One summer night over dinner at Blue Plate Oysterette, my friend Pi-Isis suggested me to run for local office. Curiosity led me to take her to the task.  I’ve managed to curate a circle of courageous, brilliant, loyal friends who push me to the unknown, discover new purpose and resilience. Like typical Santa Monica stories go, of all places I met Pi at a kundalini yoga studio near my home. Om…Namastyay! We try to meet when she travels back to the west coast for work, this time with the Dance Theatre of Harlem preparing for their forthcoming 50th year anniversary.

The year I was born, shortly after the death of Dr.
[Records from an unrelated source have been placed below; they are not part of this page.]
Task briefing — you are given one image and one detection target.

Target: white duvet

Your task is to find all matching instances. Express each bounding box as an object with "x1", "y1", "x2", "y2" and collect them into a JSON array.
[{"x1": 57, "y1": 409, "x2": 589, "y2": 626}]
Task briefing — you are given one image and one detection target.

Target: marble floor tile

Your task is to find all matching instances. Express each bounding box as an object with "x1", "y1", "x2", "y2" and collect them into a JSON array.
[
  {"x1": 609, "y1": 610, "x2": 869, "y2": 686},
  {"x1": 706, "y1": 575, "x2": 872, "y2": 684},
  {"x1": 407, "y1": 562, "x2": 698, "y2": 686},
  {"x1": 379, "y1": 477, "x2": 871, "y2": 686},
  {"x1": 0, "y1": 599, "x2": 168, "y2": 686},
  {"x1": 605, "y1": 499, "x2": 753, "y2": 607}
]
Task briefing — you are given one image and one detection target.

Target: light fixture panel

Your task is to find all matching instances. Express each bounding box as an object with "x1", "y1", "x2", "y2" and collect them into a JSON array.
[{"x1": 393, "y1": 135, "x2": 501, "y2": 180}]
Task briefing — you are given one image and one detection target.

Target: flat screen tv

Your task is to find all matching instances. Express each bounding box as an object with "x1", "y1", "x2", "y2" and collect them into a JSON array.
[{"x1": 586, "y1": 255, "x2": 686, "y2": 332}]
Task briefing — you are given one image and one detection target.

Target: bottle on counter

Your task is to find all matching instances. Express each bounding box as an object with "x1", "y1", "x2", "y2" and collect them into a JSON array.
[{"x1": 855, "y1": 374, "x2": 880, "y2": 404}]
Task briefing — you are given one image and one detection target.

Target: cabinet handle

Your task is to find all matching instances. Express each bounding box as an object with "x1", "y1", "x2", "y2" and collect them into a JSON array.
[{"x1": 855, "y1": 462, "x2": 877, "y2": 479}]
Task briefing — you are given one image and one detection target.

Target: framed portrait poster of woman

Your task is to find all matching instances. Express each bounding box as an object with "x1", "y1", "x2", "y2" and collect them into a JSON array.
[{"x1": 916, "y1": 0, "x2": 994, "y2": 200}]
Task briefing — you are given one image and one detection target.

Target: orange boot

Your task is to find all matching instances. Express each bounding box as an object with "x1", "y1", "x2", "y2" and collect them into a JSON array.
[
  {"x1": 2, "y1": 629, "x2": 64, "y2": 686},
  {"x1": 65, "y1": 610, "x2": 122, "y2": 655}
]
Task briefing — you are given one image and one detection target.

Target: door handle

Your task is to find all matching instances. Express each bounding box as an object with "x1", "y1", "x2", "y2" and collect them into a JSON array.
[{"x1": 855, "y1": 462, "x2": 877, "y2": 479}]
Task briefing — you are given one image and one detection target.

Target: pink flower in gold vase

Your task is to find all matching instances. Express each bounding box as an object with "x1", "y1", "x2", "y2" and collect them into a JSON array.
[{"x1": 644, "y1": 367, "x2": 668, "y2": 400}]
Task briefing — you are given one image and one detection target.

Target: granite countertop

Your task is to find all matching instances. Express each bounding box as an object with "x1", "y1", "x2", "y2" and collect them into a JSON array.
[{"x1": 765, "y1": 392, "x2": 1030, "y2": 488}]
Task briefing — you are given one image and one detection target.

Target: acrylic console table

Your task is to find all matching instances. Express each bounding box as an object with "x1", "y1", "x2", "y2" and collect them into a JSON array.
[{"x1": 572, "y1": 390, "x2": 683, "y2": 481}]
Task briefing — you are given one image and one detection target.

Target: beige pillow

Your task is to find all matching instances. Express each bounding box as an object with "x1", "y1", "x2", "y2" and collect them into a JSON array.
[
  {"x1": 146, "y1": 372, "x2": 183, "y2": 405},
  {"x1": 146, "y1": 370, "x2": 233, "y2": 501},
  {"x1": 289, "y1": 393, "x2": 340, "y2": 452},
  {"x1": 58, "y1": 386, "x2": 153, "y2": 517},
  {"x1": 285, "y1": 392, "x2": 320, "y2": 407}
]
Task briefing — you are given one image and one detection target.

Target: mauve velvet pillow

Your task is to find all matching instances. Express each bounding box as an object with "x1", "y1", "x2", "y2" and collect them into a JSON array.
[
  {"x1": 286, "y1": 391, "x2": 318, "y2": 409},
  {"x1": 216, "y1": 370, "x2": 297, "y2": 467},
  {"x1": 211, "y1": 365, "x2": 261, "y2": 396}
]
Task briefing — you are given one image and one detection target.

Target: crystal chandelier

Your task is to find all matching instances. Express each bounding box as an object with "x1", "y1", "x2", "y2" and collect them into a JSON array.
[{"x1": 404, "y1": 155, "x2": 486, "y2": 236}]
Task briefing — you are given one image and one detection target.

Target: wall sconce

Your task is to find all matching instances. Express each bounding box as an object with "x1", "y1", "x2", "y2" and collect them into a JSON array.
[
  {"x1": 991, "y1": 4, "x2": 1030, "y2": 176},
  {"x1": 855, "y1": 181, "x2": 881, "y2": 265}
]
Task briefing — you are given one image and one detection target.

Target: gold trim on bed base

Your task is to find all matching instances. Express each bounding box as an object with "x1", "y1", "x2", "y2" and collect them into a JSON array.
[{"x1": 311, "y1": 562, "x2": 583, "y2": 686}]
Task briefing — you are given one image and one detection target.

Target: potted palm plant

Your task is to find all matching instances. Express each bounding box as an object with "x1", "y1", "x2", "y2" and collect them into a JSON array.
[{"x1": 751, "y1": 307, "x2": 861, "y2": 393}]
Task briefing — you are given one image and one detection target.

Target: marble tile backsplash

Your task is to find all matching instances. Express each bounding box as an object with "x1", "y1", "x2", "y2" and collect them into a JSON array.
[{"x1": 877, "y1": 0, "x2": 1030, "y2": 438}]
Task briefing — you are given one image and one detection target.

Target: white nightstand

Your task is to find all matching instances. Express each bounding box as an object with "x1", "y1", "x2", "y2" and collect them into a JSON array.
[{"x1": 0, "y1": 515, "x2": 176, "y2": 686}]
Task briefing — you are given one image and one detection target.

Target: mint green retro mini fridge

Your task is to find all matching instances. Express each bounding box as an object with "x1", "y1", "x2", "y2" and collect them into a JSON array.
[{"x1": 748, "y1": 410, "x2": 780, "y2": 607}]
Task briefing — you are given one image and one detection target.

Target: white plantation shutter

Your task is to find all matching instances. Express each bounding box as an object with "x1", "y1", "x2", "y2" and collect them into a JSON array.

Martin Luther King, Jr., Arthur Mitchell and Karel Shook founded the Dance Theatre of Harlem in the basement of a church on St. Nicholas Avenue in New York City.  Mitchell believed the skills gained in studying classical dance and the allied arts would provide opportunities for children of color in Harlem and beyond. Challenging stereotypes, breaking down barriers between communities, and bridging gaps of disparity worldwide, the Dance Theatre of Harlem continues its mission to use art as a social justice platform.

The Broad Stage in Santa Monica will present this gem for two nights only, April 20 and 21. The beloved company promises a thrilling and eclectic program of neo-classical and contemporary ballet that is both of the moment and timeless.  The 16-member, multi-ethnic company performs a forward-thinking repertoire that includes classical and neoclassical works as well as innovative and bold new forms of artistic expression commissioned to connect to contemporary audiences. The core of their success is the cultivation of a space of diversity on stage; one that reflects the language of ballet and art innovation in a personal, emotional, and sacred way. Today, Dance Theatre of Harlem is proud to present a new vision of classical ballet. Over the course of its nearly 50 years of existence, DTH has nurtured, trained and provided an opportunity for the greatest number of ballet dancers of color in the world.

The program consists of Brahms Variations, choreographed by Robert Garland (2016), Dancing on the Front Porch of Heaven, choreographed by Ulysses Dove (1993) and Vessels, choreographed by Darrell Grand Moultrie (2014).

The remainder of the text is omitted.